In Euclidean space $ \mathbb{R}^n $, let $ X_j=\frac{\partial}{\partial x_j} $, and for every $ X, Y\in\mathfrak{X}(\mathbb{R}^n) $, if $$ X=\sum_{i}f_iX_i=(f_1, f_2, \cdots, f_n),\quad Y=\sum_{j}g_jX_j=(g_1, g_2, \cdots, g_n), $$ then \begin{align*} \nabla_XY&=\sum_jX(g_j)X_j+\sum_{i, j}f_i\nabla_{X_i}X_j=\sum_jX(g_j)X_j\\ &=(X(g_1), X(g_2),\cdots, X(g_n))\\ &=\operatorname{d} Y(X). \end{align*}
This is from my textbook. I don't understand why $ (X(g_1), X(g_2),\cdots, X(g_n))=\operatorname{d}Y(X) $? ($ \operatorname{d} $ is the tangent map).
In $M=\mathbb{R}^n$ we have the global chart given by the identity map $\phi:x\in M \mapsto x \in \mathbb{R}^n$. For every point $p$ in $M$ we have the basis of the tangent vectors given by this chart $\frac{\partial}{\partial \varphi_i}|_p$ with $1\leq i \leq n$. They are the usuar directional derivatives, $\frac{\partial}{\partial \varphi_i}|_p=\frac{\partial}{\partial x_i}|_p$. So for every smooth function $f:M\to \mathbb{R}$ and for every $i$, we have $\frac{\partial}{\partial \varphi_i}|_p(f)=\frac{\partial f}{\partial x_i}(p)$. In your notation, $X_i=\frac{\partial}{\partial \varphi_i}|_p$.

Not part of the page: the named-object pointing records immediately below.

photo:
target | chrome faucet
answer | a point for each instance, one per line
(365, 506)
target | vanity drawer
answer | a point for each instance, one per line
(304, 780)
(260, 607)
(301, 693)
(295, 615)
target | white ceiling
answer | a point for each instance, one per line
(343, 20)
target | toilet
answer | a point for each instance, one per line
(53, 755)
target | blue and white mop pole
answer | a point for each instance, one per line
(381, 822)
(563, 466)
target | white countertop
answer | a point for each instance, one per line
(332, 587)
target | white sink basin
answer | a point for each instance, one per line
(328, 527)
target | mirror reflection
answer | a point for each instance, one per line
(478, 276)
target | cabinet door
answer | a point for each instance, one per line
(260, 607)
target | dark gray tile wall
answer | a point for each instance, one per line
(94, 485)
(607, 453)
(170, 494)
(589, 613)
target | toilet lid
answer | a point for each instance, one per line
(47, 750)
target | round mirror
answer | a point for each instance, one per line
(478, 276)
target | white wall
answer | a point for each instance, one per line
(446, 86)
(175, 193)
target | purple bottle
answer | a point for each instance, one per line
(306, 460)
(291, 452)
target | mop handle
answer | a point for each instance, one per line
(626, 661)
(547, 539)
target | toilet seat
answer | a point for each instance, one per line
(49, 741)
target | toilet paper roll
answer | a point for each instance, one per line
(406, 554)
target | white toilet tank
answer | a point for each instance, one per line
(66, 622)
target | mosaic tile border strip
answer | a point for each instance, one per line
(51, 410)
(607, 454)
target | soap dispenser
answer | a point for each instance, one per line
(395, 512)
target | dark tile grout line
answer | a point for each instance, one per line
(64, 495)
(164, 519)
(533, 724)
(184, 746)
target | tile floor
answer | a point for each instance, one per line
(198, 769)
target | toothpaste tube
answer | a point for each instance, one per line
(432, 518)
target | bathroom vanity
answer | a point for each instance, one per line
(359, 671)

Every smooth vector field $X$ in $\mathfrak{X}(M)$ can be writen univocally as $X=\sum_i^ng_i\frac{\partial}{\partial \varphi_i}$ where $g_i:M\to \mathbb{R}$ is smooth and is given by $g_i(p)=X_p(\varphi_i)$ for every $i$. So we have an isomorphism $$ X \in \mathfrak{X}(M)\mapsto (X(\varphi_1),\ldots,X(\varphi_n)) \in \mathcal{C}^\infty(M,\mathbb{R}^n) $$ with inverse $$ (g_1,\dots,g_n) \in \mathcal{C}^\infty(M,\mathbb{R}^n) \mapsto \sum_i^ng_i\frac{\partial}{\partial \varphi_i} \in \mathfrak{X}(M) $$
Under the identifications above, consider a smooth vector field $Y=(g_1,\ldots,g_n)$. It is just a smooth function $\mathbb{R}^n\to\mathbb{R}^n$ so you can compute its differential map (or tangent map). For every $p$ in $M$, $d_pY: T_pM \to T_{Y(p)}\mathbb{R}^n$ is given by $d_pY(X_p)(f)=X_p(f\circ Y)$ for every $f$ in $\mathcal{C}^\infty(M)$. We can again use the identifications $T_pM\cong \mathbb{R}^n$ and $T_{Y(p)}\cong\mathbb{R}^n$. Under these identifications $d_pY$ is just the linear endomorphism of $\mathbb{R}^n$ with the differential matrix of $Y$ at $p$ as associated matrix. That explains $(X(g_1),\ldots,X(g_n))=(dg_1(X),\ldots,dg_n(X))=dY(X)$.